Driving The 2011 BMW X3 Xdrive35i

BMW does anything they can to avoid using the S-word. That three-letter acronym has become a four-letter word around Munich, and yet some of their more popular vehicles fit into that category. But you will not hear anyone calling them SUVs.

 

“The Ultimate Driving Machine” has described BMW models since the 1970s. When they branched out into raised ride height, all-wheel drive wagons, the Bavarians wouldn’t dare call them what everyone else did because it simply didn’t fit their image. Instead, they invented the “Sports Activity Vehicle,” or SAV, title. If it walks like a duck…

 

The walk of the X3 isn’t immediately identifiable as duck-like. On the contrary, from behind the wheel of the second-generation small SUV-like BMW the driver would hardly call it an SUV.

 

Yes, it has a body like an SUV. Yes, it sends power to all four wheels. Yes, it stands taller than your average sedan. But that’s where the SUV-references end. This particular vehicle does not bring up the truck-like images that many SUVs will and that’s because it’s not truck-like at all.

 

When you bring up the nearly four decade old slogan, memories of the sporty 2002 or the M3 spring to mind. If an X3 rolls up, you don’t automatically think “ultimate” anything.

 

While popular, the first-generation X3 was not very BMW-like. Even BMW wasn’t certain about moving into that market so they outsourced production. Styling had many of the hallmarks of a BMW including the twin-kidney grille openings flanked by the four round headlights. The execution of this design, however, made the X3 look cheap in comparison to the rest of the lineup.

 

For the sequel, BMW moved production in-house and into their Spartanburg, South Carolina plant…alongside the other “SAVs” (X5 and X6). Also, styling moved upscale. Replacing the basic slab sides, the new model gained the subtle creases introduced years before by the controversial designer Chris Bangle. Some of his earlier designs have not appealed to the usual BMW-loving press and even offended some of BMW’s core fans. That doesn’t seem to be the case with the new model. A richer, more BMW-like style wraps around the new X3.

 

Driving dynamics are not SUV-like. Pushed into corners, the X3 feels like a BMW where the car grips the asphalt and is very reluctant to let go. Body roll associated with tall vehicles like this cannot be found here. The truck-inspired steering found in “traditional” SUVs is missing, replaced instead by the precision tuning that BMW uses throughout their lineup. And then there’s the power.

 

Yes, it’s got the inline-six every Bimmer fan drools over. Displacing just under three liters and boosted by two turbochargers, the X3’s engine produces 300hp and scoots down the highway amazingly well for a two-ton wagon. With eight forward ratios, the transmission does exactly what it should, whether that’s keeping the engine running in a narrow, and fuel efficient, range or keeping the power on the road. Motivational forces were always on tap and mixed driving returned a surprisingly good 22 mpg.

 

From the driver’s seat, there was very little to make me complain. On the way to Hersheypark, however, the three little passengers in the back seat weren’t as happy. Kids should not be so jaded as to find fault in a BMW…that isn’t an Isetta. Come to think of it, they probably would have been all smiles had it been the tiny bubble car of the 1950s, but it wouldn’t have taken the family to ride the Sooper Dooper Looper.

 

Their focus was on the comfort of the rear seats and their requirement to all sit together. You just can’t expect every vehicle to be a minivan, especially if the vehicle wears a blue and white roundel on the hood and is this fun to drive.

 

Small rattles in the large sunroof weren’t noticeable to the kids, but I sure heard them.
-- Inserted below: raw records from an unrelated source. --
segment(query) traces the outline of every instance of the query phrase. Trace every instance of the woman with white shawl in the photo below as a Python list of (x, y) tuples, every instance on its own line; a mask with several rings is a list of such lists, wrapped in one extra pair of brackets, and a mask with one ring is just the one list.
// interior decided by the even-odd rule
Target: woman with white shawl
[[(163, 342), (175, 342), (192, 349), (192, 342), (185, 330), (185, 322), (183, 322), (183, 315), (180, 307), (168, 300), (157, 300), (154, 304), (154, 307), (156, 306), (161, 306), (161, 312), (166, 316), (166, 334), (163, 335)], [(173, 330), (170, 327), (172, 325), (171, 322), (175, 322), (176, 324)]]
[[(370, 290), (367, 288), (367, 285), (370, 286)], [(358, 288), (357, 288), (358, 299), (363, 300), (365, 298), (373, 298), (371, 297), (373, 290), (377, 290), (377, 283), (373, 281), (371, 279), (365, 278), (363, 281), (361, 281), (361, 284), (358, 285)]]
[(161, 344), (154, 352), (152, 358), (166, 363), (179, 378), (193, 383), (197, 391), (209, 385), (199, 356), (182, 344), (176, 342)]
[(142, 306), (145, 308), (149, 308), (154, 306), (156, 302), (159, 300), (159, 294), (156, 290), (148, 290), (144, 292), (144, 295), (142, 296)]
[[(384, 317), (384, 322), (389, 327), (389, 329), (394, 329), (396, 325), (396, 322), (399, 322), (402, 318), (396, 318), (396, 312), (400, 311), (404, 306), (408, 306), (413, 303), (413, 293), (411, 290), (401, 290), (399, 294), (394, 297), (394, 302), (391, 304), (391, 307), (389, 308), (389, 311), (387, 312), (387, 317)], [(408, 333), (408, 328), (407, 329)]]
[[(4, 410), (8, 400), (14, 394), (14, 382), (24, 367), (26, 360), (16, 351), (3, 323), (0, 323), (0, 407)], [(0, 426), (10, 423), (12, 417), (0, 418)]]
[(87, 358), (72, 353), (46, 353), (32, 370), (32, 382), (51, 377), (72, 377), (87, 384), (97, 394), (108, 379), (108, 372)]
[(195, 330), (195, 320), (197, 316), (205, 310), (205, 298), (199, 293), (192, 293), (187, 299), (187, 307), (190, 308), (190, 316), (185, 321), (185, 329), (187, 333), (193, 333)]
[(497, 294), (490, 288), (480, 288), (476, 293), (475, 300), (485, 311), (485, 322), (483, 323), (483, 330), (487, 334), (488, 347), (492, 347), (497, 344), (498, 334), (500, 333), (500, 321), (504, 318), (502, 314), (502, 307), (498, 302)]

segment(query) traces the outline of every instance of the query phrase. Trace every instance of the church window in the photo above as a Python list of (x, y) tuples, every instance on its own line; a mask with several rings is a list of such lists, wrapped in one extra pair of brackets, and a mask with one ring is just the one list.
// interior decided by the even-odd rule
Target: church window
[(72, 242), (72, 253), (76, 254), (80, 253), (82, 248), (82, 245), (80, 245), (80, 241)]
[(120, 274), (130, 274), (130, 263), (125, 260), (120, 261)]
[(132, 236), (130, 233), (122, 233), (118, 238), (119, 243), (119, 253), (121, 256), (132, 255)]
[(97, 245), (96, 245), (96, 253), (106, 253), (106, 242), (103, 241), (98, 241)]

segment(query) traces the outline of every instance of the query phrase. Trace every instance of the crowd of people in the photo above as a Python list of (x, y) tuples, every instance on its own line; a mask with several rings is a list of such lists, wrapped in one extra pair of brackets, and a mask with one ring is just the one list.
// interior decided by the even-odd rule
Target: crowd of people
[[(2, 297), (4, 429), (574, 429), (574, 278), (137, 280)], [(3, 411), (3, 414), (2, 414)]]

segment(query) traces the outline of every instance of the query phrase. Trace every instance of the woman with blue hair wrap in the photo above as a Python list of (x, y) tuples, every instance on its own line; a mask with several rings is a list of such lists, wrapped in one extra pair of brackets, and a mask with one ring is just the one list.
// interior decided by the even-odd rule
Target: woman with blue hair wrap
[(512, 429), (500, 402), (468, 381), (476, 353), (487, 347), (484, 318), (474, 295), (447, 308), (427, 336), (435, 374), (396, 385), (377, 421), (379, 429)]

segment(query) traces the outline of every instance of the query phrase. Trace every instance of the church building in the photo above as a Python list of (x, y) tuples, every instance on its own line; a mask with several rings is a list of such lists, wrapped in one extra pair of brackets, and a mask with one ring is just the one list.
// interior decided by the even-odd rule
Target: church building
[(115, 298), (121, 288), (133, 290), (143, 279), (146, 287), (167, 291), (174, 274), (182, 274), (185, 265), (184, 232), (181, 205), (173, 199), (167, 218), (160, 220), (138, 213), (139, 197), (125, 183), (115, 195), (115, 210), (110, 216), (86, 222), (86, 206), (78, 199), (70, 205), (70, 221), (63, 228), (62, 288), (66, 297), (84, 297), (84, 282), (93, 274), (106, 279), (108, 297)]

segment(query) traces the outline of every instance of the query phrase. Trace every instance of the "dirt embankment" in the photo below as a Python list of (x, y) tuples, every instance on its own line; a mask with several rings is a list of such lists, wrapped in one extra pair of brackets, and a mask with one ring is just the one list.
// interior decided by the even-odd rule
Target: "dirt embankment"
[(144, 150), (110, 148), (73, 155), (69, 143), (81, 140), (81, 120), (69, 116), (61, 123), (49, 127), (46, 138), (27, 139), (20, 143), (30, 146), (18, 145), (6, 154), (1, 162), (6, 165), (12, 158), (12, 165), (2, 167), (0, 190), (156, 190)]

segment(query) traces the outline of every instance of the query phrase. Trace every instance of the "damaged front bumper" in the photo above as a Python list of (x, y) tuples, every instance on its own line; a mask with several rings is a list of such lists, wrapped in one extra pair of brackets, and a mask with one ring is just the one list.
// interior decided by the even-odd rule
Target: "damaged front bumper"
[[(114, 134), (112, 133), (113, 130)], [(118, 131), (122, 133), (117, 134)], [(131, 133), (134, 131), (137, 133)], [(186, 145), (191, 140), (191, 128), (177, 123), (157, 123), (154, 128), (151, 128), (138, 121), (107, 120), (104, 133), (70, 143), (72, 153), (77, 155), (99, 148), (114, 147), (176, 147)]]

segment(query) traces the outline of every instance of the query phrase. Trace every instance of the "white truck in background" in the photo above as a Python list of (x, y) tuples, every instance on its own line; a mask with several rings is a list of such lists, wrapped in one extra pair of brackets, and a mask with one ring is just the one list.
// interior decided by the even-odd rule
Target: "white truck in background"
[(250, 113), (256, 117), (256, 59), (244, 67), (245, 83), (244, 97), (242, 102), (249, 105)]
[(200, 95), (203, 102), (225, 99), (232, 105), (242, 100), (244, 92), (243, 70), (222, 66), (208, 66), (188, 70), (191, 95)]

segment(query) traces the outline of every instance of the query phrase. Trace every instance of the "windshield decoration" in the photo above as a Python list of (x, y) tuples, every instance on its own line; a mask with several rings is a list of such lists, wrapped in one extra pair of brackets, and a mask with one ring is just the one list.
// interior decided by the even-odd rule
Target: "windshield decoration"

The only other complaint comes from the often-maligned iDrive electronic controller.

 

It has been simplified compared to earlier versions, but it’s still too distracting. Doing routine things like changing radio stations or scrolling through menus to adjust the speakers can be distracting. Remember when the sound system in your car had those little buttons for five preset stations? Paging through 100 satellite stations would be difficult with so few buttons and I’m sure you miss hearing a fading AM station blaring through one tinny four-inch speaker as well.

 

SAV was one of those marketing ploys that only automakers can attempt. Calling the X3 an SUV just doesn’t work. None of the truck qualities associated with the unused S-word exist in the BMW, aside from the ability to seat five and the all-wheel drive.

 

The X3 has finally come into its own and has earned the BMW label. At $52 grand, it also has earned a BMW sticker.